Garfield tells CyberJournalist.net why:
Video Blogging gives the viewer more information than a text blog. I've been experimenting with video blogging since the first of the year and thought that the DNC would be a great week to go out and practice some Citizen Journalism.For giving the reader/viewer a sense of what happened, the video post is much more effective.
People are really excited about seeing things that the major media outlets are not showing.
Take for example the Wes Clark speech. I was there and felt the hall erupt with enthusiasm after he spoke about the flag.

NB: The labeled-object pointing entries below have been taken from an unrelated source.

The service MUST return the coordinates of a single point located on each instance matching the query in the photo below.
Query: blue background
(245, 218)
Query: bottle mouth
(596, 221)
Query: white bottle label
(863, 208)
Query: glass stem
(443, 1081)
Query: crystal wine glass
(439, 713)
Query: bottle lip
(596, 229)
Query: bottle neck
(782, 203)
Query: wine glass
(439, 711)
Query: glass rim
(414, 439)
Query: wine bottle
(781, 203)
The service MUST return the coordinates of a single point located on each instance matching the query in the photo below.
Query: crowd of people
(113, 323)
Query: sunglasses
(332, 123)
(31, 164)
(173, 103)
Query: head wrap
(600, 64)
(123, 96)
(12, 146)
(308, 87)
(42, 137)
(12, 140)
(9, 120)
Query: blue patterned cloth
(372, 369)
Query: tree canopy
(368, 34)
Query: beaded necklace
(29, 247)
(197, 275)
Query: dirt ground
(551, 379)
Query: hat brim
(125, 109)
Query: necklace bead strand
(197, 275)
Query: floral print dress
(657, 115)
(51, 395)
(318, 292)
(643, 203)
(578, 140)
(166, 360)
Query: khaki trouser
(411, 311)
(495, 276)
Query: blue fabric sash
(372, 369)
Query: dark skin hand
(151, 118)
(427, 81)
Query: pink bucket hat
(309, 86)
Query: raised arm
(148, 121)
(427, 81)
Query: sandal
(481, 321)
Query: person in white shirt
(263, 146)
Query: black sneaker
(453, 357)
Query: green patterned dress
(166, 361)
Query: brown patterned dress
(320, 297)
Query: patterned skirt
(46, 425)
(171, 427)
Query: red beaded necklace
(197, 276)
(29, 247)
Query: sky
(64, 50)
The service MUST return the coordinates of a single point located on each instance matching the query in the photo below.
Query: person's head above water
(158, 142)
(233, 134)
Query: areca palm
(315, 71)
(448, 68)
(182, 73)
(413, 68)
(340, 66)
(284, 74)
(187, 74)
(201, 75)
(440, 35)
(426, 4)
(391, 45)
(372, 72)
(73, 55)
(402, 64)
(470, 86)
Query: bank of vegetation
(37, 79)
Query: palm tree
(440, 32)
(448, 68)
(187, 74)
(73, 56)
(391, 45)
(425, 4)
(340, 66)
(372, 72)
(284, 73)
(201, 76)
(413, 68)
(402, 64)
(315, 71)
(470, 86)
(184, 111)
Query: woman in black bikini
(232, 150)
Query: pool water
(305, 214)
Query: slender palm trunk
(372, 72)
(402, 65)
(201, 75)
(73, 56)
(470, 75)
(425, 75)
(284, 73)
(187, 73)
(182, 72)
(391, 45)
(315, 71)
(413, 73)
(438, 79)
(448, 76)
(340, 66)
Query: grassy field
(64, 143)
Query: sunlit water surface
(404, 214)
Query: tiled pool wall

Digby had linked to the Salon article, which I could only read a portion of since it required a subscription, which told you about what happened, but my video actually showed the excitement and I think it really comes through.
Jul 29, 2004 | E-MAIL | SAVE | PRINT | PERMALINK | DISCUSS(1)
Discussion
1 comments about 'Video blogging the convention'A few years ago I was having coffee with a producer from CBS News and suggested to her it was now possible to send reporters into the field with a notebook computer loaded w/Final Cut Pro, a digital video camera and a mic.
They could file complete reports for broadcast.
She found this disturbing, since it can cut out producers from the edit process, although NY could always recut the footage and lay in a new v/o.
All of this applies to blogs, provided they can afford the bandwidth. The missing ingredients are content & talent. As a longtime reader of some of the established blogs that had press credentials at the Dem convention, I was largely disappointed by their posts. Much too much about being thrilled to be there, the physical problems in moving around, inadequate facilities, etc.
Hundreds of delegates, many of them county chairmen and office holders, including congressmen, and I didn't see a single interview on the blogs. They were still locked in their meta-media mode, and the convention hall is a lousy environment for that kind of work.
All respects to Garfield, but the audience response (& non-response in the case of Lieberman's speech) did come through in the nets" broadcasts, since they cut to audience shots on every applause line. But they weren't offering much in the way of delegate interviews either.
It seems everyone--established press & bloggers--agreed that the story was entirely about the speeches. Nobody seemed at all interested in the narrow Republican majorities in the House & Senate, except for Obama's lock on the IL Senate seat. And that wouldn't have been a story if he hadn't delivered that killer keynote.